Ce qui reste c’est demain, Pavillon sud-africain, Biennale de Venise 2015

Le Pavillon sud-africain de la Biennale de Venise 2015 a pour thème « Ce qui reste, c’est demain », s’inspirant de l’Exposition internationale d’art de la 56e Biennale de Venise, All the World’s Futures, Rose et Till présentent un éventail d’œuvres d’artistes profondément investis dans les itérations locales de pouvoir, de liberté et de liberté civile. Les commissaires souhaitent non seulement représenter des travaux importants et récents d’Afrique du Sud, mais aussi lancer un débat complexe et dynamique sur la relation entre le moment contemporain et les récits du passé.

Dans cet esprit, ils ont cherché des moyens d’insérer de nouvelles œuvres dans une série de moments historiques sans, en aucune façon, rendre ces moments explicites ou suggérer une opposition grossière ou une identification à l’histoire. Au contraire, ils voient – et cherchent à représenter – le passé comme un courant alluvial dans le présent fracturé et multivocal de l’Afrique du Sud, un flux de rêves, de désirs et de souvenirs qui remontent souvent à la surface de manière à la fois utile et destructrice.

Les œuvres contemporaines de l’exposition posent une série de contre-mouvements. Certains s’intéressent peu à l’histoire et se concentrent plutôt sur les ruptures du présent. Certains s’inscrivent dans des récits régurgités de libération et d’identité nationale en vue de déstabiliser les certitudes de ces récits. Certains, à travers leur représentation des particularités et singularités de la vie individuelle, interrogent les grands mythes de la démocratie et de l’édification de la nation. Certains sont des méditations subtiles sur la perte ou la fuite ou l’espoir; d’autres, refus stridents du normatif.

Le spectacle prend deux points de départ historiques récents – la Commission de vérité et réconciliation et les récentes attaques xénophobes – avec les conservateurs visant à «déstabiliser les mythologies inutiles de la démocratie, de l’ubuntu et du nationalisme».

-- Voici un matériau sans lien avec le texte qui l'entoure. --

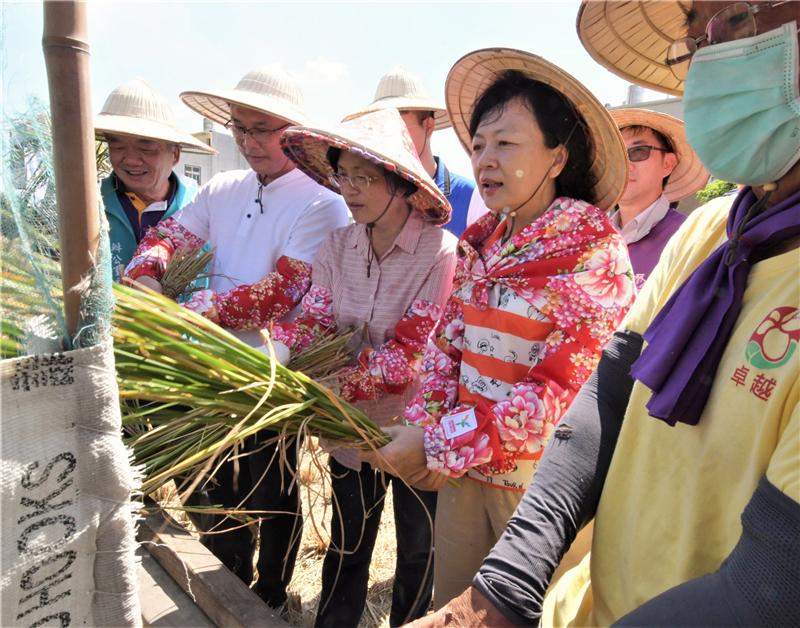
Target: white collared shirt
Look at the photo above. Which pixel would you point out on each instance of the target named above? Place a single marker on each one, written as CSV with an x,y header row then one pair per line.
x,y
643,222
298,214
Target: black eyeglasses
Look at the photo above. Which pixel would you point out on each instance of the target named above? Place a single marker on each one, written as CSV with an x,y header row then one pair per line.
x,y
642,152
736,21
258,134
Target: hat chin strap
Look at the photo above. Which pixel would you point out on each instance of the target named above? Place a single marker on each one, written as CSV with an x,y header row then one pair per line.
x,y
370,226
512,213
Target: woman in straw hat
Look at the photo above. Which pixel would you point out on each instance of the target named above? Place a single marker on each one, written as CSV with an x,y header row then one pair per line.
x,y
543,280
684,443
403,90
663,170
388,275
144,145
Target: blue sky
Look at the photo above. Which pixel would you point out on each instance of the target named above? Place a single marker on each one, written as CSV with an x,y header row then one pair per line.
x,y
338,51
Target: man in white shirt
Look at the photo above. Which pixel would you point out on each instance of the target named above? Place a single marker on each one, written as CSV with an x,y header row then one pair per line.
x,y
663,169
265,225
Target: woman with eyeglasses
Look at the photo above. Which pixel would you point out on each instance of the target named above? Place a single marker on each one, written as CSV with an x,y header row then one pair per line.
x,y
388,276
543,280
663,170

Inclus dans l’émission est la prise de Warrick Sony sur le massacre de Marikana. La vengeance douce de Haroon Gunn-Salie, un plâtre rouge des bras et des mains de la statue de Jan van Riebeeck dans Adderley Street, est une interprétation pointue du mouvement #RhodesMustFall. (Je me souviens de la suggestion d’un commentateur selon laquelle le pavillon sud-africain ne contiendrait que la statue de Rhodes déclassée de l’Université du Cap.)

People from Far Away de Gerald Machona, qui utilise des signifiants d’extraterrestres et d’explorateurs spatiaux pour faire face aux difficultés de venir en Afrique du Sud en tant que Zimbabwéen, et Inzilo de Mohau Modisakeng, une vidéo dans laquelle l’artiste s’engage dans un rituel du matin zoulou, tous deux situent le le propre corps des artistes au sein d’un ensemble complexe d’intersections sociopolitiques et esthétiques.

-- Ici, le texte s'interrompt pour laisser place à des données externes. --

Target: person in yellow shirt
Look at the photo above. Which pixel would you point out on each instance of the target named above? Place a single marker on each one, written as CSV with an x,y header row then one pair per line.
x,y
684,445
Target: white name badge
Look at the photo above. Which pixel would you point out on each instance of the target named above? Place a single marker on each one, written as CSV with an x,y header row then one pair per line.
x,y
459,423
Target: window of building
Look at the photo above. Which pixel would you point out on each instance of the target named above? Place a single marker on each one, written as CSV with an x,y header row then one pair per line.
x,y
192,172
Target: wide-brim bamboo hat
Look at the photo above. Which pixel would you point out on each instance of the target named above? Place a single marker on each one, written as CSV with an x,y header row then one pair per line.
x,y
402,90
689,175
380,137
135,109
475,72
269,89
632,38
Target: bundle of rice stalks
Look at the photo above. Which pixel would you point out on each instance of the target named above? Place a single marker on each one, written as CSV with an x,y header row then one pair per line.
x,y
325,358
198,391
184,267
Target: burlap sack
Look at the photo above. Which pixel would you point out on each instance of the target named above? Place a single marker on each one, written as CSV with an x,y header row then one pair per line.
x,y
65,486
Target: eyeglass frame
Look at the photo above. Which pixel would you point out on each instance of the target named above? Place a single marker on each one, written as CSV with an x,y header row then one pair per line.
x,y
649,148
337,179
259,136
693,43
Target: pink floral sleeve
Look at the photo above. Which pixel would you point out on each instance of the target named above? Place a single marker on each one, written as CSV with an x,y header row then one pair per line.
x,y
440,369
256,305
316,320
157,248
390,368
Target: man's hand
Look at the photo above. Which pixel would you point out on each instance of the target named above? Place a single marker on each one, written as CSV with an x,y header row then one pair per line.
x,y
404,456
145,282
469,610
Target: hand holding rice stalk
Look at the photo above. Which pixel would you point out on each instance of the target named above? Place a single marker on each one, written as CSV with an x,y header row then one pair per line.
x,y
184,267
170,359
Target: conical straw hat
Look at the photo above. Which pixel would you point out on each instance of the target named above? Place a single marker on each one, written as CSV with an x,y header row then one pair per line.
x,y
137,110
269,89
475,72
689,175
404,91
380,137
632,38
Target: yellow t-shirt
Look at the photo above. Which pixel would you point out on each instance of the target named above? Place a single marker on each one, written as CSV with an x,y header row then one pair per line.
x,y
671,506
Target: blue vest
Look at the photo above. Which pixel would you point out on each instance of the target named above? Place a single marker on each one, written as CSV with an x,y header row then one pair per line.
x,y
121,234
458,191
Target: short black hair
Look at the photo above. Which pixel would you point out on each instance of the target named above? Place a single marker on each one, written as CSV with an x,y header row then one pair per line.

Il n’y a pas de travail ou de représentation en direct, pas d’intervention, pas même de vrai travail d’installation, il ne semble y avoir aucune tentative vers un autre type de stratégie de conservation.

Commissaires
Jeremy Rose a formé Mashabane Rose Associates cc (MRA) en 1996 avec Phil Mashabane. Rose a été l’architecte principal de plusieurs projets de musées, de patrimoine et d’art public, notamment le Mandela Capture Site Museum, la sculpture Mandela Cell, le Freedom Park Museum, Nelson Mandela – «  Prisoner to President  », Paris, Goodman Gallery Cape, la Mandela House Visitors ‘Center, Hector Pieterson Memorial and Museum, Apartheid Museum, Liliesleaf Liberation Center, Rivonia, Origins Center Wits University, Mandela Capture Site public sculpture (with artist Marco Cianfanelli), Moving into Dance, Newtown, Oprah Winfrey Leadership Academy for Girls et University of Johannesburg Arts Centre.

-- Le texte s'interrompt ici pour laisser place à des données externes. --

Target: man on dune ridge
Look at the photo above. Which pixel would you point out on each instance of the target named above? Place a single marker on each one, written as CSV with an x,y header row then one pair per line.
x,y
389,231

MRA a été la 26e lauréate du Sophia Grey Memorial, a été présélectionnée pour la catégorie culturelle du World Architecture Festival (Barcelone) pour le Freedom Park Museum, et a reçu la mention élogieuse du World Architecture Festival (Barcelone) pour le Freedom Park Memorial. MRA a remporté le prix du mérite de l’Institut des architectes sud-africains pour le centre de libération de Liliesleaf, le prix du mérite du Pretoria Institute of Architects pour le Freedom Park, le prix Cube pour l’espace public pour le Hector Pieterson Memorial and Museum, le prix du Institute of South African Architects of Excellence pour le musée de l’apartheid et le Grand Prix Loerie Award pour le musée de l’apartheid.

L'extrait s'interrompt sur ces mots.